"Lost" and fatherhood

"Lost", "Lost" It is one of the series that has had the most impact in recent times and now, with the sixth season, has returned with renewed momentum. I confess I follow the series and I go crazy lost around and around the possible explanations to so many mysteries.

Do you wonder what this series has to do with the theme of our blog? Yes, it has, and a lot, because "Lost" explores the consequences of the lack of love and respect towards children until their final consequences.

Surely among the readers of Babies and more We have followers of which some consider one of the best television series. And they will understand me, although anyone can identify with the plot I am going to talk about because it is about parents' love for their children.

I am not going to talk about theories, or the struggle of good and evil, or science and religion, or destiny and freedom, or even, of course, what the final mystery or explanation may be that reveals what has been All this time passed. No, that would be the subject we discussed, to talk about the series as a whole I refer you to our blog friend Vaya Tele.
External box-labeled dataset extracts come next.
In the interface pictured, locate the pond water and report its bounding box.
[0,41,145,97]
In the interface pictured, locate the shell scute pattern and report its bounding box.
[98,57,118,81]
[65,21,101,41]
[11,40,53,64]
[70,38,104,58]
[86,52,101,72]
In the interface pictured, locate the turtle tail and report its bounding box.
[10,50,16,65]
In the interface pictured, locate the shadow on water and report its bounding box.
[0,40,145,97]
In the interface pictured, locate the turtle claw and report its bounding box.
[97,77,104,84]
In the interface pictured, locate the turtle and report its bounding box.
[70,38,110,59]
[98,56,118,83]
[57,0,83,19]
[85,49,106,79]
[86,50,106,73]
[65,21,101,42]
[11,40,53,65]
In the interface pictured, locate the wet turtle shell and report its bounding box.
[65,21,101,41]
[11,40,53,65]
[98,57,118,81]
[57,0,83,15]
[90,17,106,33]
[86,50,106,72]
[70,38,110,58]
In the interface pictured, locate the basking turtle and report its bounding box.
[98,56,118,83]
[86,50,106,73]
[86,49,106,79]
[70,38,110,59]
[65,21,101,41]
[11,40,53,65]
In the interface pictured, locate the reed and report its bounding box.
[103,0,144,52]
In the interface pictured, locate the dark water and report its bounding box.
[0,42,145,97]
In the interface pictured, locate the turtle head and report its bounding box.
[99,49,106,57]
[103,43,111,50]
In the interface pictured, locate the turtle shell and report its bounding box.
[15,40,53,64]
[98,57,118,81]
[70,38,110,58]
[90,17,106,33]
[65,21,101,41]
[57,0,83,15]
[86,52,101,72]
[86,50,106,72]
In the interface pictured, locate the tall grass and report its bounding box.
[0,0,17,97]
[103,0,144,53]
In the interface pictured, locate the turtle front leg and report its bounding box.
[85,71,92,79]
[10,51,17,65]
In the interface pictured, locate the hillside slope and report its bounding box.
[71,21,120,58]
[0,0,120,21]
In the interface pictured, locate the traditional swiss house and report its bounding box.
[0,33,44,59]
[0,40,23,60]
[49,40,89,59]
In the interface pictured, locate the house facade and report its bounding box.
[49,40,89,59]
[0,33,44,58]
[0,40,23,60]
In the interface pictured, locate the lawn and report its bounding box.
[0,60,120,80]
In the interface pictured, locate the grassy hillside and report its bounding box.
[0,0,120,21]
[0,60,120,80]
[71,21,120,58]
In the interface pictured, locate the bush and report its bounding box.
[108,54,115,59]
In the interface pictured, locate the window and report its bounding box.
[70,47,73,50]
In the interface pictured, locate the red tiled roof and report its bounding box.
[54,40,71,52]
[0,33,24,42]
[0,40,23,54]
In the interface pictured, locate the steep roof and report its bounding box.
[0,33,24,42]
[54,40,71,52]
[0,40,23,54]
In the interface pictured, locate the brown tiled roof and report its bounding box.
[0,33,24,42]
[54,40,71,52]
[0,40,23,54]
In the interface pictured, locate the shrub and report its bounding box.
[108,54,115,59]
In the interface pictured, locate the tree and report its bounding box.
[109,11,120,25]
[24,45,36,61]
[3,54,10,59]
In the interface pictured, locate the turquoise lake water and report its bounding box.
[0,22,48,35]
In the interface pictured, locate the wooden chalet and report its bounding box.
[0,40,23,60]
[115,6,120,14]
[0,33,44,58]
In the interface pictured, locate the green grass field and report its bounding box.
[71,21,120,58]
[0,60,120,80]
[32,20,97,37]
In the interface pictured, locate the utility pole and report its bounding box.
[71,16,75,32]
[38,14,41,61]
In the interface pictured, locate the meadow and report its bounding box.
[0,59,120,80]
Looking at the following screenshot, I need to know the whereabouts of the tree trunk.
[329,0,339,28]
I am going to talk about fatherhood, as a fundamental element in the development of children's personality and their future. It is one of the recurring themes of "Lost" and leads society, along this path, a fundamental issue.

The characters in this series carry an enormous weight that determines their past, their future, their reactions and their decisions. And this burden is that of terrible parents who marked them from childhood with abandonment, abuse or, simply, heartbreak and devaluation.

Redemption inevitably involves breaking with the past and making it different, so that children grow up with parents present, able to deny the damage suffered and not repeat it with the children themselves. Appreciate them, respect them for being as they are, without demanding that they meet expectations or judge them. Loving them, simply conveying to them that we like them as they are.

"You have what it takes"

And this is what I meant when I brought Babies and more "Lost." Each generation can be the first generation. Our ancestors, from time immemorial, conceived paternity as possession and abuse was justified in the name of education or with the excuse of the needs and tensions of adults.

But, as I was saying, we can be that first generation that refuses to repeat the sufferings we suffer on children and regain parenting as the space of regeneration of a society that does not repeat violence.

That's why when I see "Lost" I analyze the relations of fathers and mothers with their children, because it shows us that we have the greatest possible responsibility, to be better fathers than others were with us.